Thursday, September 27, 2012

Raised Without Religion



My family has had a tumultuous relationship with religion.

Both of my parents were raised Roman Catholic. My grandfather on my dad’s side was also Catholic, but his wife had been raised Baptist. She, in fact, was the daughter of a Baptist minister. She married the son of an Italian immigrant, a Roman Catholic, with olive skin. But from what I understand of my family lore, she didn't miss the Baptist church she grew up in. When she was a teenager, she witnessed a community member proclaim to the congregation that he had been living in sin, sleeping with another woman, disgracing his wife. Nana wasn't one for public proclamations, and her sense of empathy for the wife, who now was thrust into the community spotlight, made her enraged at this sort of outburst.

My mother’s parents were both raised Catholic, but divorced when my mother was a teenager. My mother recalls going to Catholic school and being able to tell which nuns were fooling around with which priests. She remembers asking questions, big questions, about life and science, with only “God’s plan,” as an answer. Her inquisitive mind could never quite accept that.

Granted, my family’s experiences aren’t meant to be representative of society’s. I’m sure many people have had wonderful and fulfilling experiences within their own churches and their own faiths. I tell you this to explain my parent’s choice, the choice to raise me without Religion.

No crosses hung in my house.  No Sunday school, no mass, no baptism, no confirmation. When I asked about God growing up, my parents would always preface any explanation with, “Some people believe…” And that was fine. They never hindered me from exploring my own faith, from discovering what it was I might believe in.

When my friends went to summer camp at the Christian Conference Center in town, I asked to try it out. My mother frowned, but allowed it. Everything there was fun and fine until the kids started singing songs I didn't know the words to. I didn't go back.

I read a book of Bible stories that my Grandmother (on my mother’s side) had purchased me. Highlighted, made notes. It all seemed so fascinating.

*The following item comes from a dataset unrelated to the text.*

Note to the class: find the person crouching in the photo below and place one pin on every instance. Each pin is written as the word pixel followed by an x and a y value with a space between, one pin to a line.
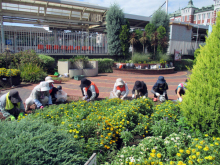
pixel 89 90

I asked to go to Mass at St. Joan of Arc Cathedral and my mother obliged. I was eager. I romanticized the idea of church. I drilled into my head the protocol before attending: the holy water, the cross you made on your chest, the kneeling. But forty-five minutes in and my butt hurt on the wooden pews. I had lost what the priest was saying. I felt bored.

After that, I read The Art of Happiness by the Dalai Lama. I studied Buddhism (as much as any eleven-year-old can). I researched Hinduism, Sikhism, Islam, Wicca. I dabbled in them, taking the parts I understood and applying them to my middle-school life, and then to adolescence. I meditated, I prayed, I read, I talked with practitioners.  

I began to have a vague understanding of my own beliefs. I knew I believed in something, but I didn’t dare name it.

My parents raised me without religion. But even without the Bible, the Torah, the Koran, or any other religious doctrine, they still raised me with compassion. They raised me with love and tolerance. They raised me to empathize with others, to participate within a community, to add to the fabric of society. And they raised me to learn.

Because of this upbringing, I had an amazing spiritual journey that stretched from my youth to my adulthood. I asked questions, and sometimes even found answers. And now, as an adult, I feel the strength in my own beliefs because I have tested them.